Seems like the __syncthreads is missing from the clang/lib/Headers/__clang_cuda_device_functions.h file. To be honest, I don't know much about CUDA. This issue was noticed by a YouCompleteMe user who then made a pull request:

https://github.com/ycm-core/ycmd/pull/1438

I did not create any tests, because a similar patch did not include tests:

https://reviews.llvm.org/D43602

Diff Detail

Event Timeline

bstaletic created this revision.May 22 2020, 5:42 PM
Herald added a project: Restricted Project. · View Herald TranscriptMay 22 2020, 5:42 PM
bstaletic marked an inline comment as done.May 23 2020, 12:41 AM

This doesn't seem to actually compile:

In file included from <built-in>:1:
In file included from /mnt/disks/ssd0/agent/workspace/amd64_debian_testing_clang/llvm-project/clang/test/Headers/../../lib/Headers/openmp_wrappers/__clang_openmp_device_functions.h:29:
/mnt/disks/ssd0/agent/workspace/amd64_debian_testing_clang/llvm-project/build/lib/clang/11.0.0/include/__clang_cuda_device_functions.h:522:16: error: static declaration of '__syncthreads' follows non-static declaration
__DEVICE__ int __syncthreads(void) { return __nvvm_bar0(); }
               ^
/mnt/disks/ssd0/agent/workspace/amd64_debian_testing_clang/llvm-project/build/lib/clang/11.0.0/include/__clang_cuda_device_functions.h:522:16: note: previous implicit declaration is here
/mnt/disks/ssd0/agent/workspace/amd64_debian_testing_clang/llvm-project/build/lib/clang/11.0.0/include/__clang_cuda_device_functions.h:522:45: error: use of undeclared identifier '__nvvm_bar0'
__DEVICE__ int __syncthreads(void) { return __nvvm_bar0(); }
                                            ^

Looks like __nvvm_bar0 is not declared/defined anywhere. When grepping, compared to __nvvm_bar0_and, these two are missing:

llvm/include/llvm/IR/IntrinsicsNVVM.td
1034:  def int_nvvm_barrier0_and : GCCBuiltin<"__nvvm_bar0_and">,

clang/include/clang/Basic/BuiltinsNVPTX.def
408:BUILTIN(__nvvm_bar0_and, "ii", "")

Should I add BUILTIN(__nvvm_bar0, "v", "") to BuiltinsNVPTX.def and whatever needs to be added to the IntrinsicsNVVM.td?

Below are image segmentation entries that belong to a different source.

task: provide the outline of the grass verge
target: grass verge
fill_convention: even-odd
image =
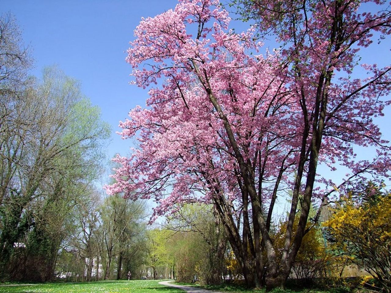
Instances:
[[[0,284],[0,293],[183,293],[158,284],[161,280]]]

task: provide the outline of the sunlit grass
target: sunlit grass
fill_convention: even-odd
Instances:
[[[0,293],[182,293],[158,284],[159,281],[101,281],[90,283],[49,283],[2,286]]]

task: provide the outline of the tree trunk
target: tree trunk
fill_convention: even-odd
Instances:
[[[117,280],[120,280],[122,274],[122,253],[120,254],[119,258],[118,259],[118,266],[117,269]]]
[[[96,281],[99,280],[99,257],[98,255],[98,257],[97,257],[97,275],[96,277],[95,278],[95,280]]]
[[[106,264],[106,270],[104,272],[104,279],[108,280],[110,276],[110,265],[111,263],[111,256],[109,255]]]

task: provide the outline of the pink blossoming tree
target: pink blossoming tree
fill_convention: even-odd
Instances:
[[[251,5],[260,32],[277,36],[281,50],[262,54],[253,29],[228,30],[217,0],[182,0],[142,20],[127,61],[150,97],[120,123],[122,138],[139,143],[130,157],[114,159],[120,166],[106,188],[154,198],[153,218],[187,203],[213,205],[248,284],[270,289],[289,275],[312,202],[321,207],[331,191],[367,173],[389,175],[390,148],[372,118],[389,104],[381,97],[389,92],[391,68],[364,65],[366,78],[350,77],[373,31],[389,34],[391,14],[360,14],[357,1]],[[371,147],[373,159],[355,160],[357,145]],[[319,164],[336,163],[351,170],[341,182],[317,174]],[[278,259],[269,230],[284,190],[292,191],[291,204]]]

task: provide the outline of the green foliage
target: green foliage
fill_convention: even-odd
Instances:
[[[391,194],[371,182],[359,196],[343,197],[324,223],[336,250],[391,290]]]

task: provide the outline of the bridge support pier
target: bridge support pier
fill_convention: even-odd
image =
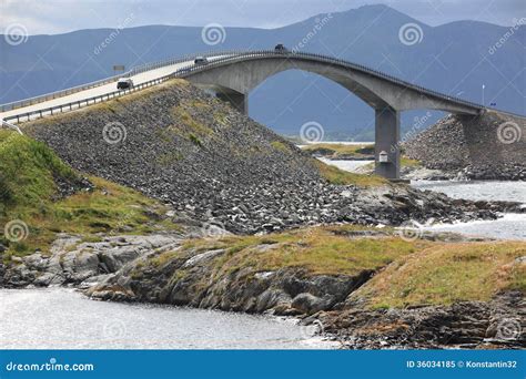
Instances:
[[[375,174],[386,178],[399,178],[399,112],[391,106],[375,110]],[[381,154],[387,153],[381,162]],[[382,154],[384,155],[384,154]],[[385,157],[384,157],[385,160]]]
[[[230,103],[239,112],[249,115],[249,96],[240,92],[218,92],[218,99]]]

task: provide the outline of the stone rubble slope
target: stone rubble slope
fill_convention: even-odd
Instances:
[[[178,222],[232,233],[495,218],[498,211],[403,185],[331,185],[306,153],[181,80],[24,130],[75,170],[169,203]]]

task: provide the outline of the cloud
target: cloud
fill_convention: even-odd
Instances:
[[[385,3],[431,25],[475,19],[512,24],[525,17],[524,0],[2,0],[0,30],[22,23],[30,34],[145,24],[276,28],[318,13]]]

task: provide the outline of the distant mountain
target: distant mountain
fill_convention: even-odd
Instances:
[[[407,24],[409,31],[416,30],[417,39],[411,40],[408,32],[403,43],[399,31]],[[458,21],[432,28],[386,6],[365,6],[272,30],[226,28],[224,42],[213,47],[203,42],[201,32],[202,28],[169,25],[80,30],[32,35],[19,45],[2,38],[0,102],[98,80],[113,74],[114,64],[131,68],[211,49],[272,49],[281,42],[301,51],[341,57],[475,102],[483,101],[485,84],[487,105],[496,103],[498,109],[526,113],[523,25]],[[411,129],[414,117],[423,112],[404,112],[404,127]],[[297,135],[303,123],[316,121],[328,139],[373,137],[373,111],[366,104],[340,85],[305,72],[283,72],[255,89],[250,114],[289,135]],[[441,115],[432,112],[426,124]]]

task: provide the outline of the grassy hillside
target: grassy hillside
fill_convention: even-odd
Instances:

clang/lib/Headers/__clang_cuda_device_functions.h
522

This doesn't seem to actually compile:

In file included from <built-in>:1:
In file included from /mnt/disks/ssd0/agent/workspace/amd64_debian_testing_clang/llvm-project/clang/test/Headers/../../lib/Headers/openmp_wrappers/__clang_openmp_device_functions.h:29:
/mnt/disks/ssd0/agent/workspace/amd64_debian_testing_clang/llvm-project/build/lib/clang/11.0.0/include/__clang_cuda_device_functions.h:522:16: error: static declaration of '__syncthreads' follows non-static declaration
__DEVICE__ int __syncthreads(void) { return __nvvm_bar0(); }
               ^
/mnt/disks/ssd0/agent/workspace/amd64_debian_testing_clang/llvm-project/build/lib/clang/11.0.0/include/__clang_cuda_device_functions.h:522:16: note: previous implicit declaration is here
/mnt/disks/ssd0/agent/workspace/amd64_debian_testing_clang/llvm-project/build/lib/clang/11.0.0/include/__clang_cuda_device_functions.h:522:45: error: use of undeclared identifier '__nvvm_bar0'
__DEVICE__ int __syncthreads(void) { return __nvvm_bar0(); }
                                            ^

Looks like __nvvm_bar0 is not declared/defined anywhere. When grepping, compared to __nvvm_bar0_and(int), these two are missing:

llvm/include/llvm/IR/IntrinsicsNVVM.td
1034:  def int_nvvm_barrier0_and : GCCBuiltin<"__nvvm_bar0_and">,
clang/include/clang/Basic/BuiltinsNVPTX.def
408:BUILTIN(__nvvm_bar0_and, "ii", "")

Should I add BUILTIN(__nvvm_bar0, "v", "") to BuiltinsNVPTX.def and whatever needs to be added to the IntrinsicsNVVM.td?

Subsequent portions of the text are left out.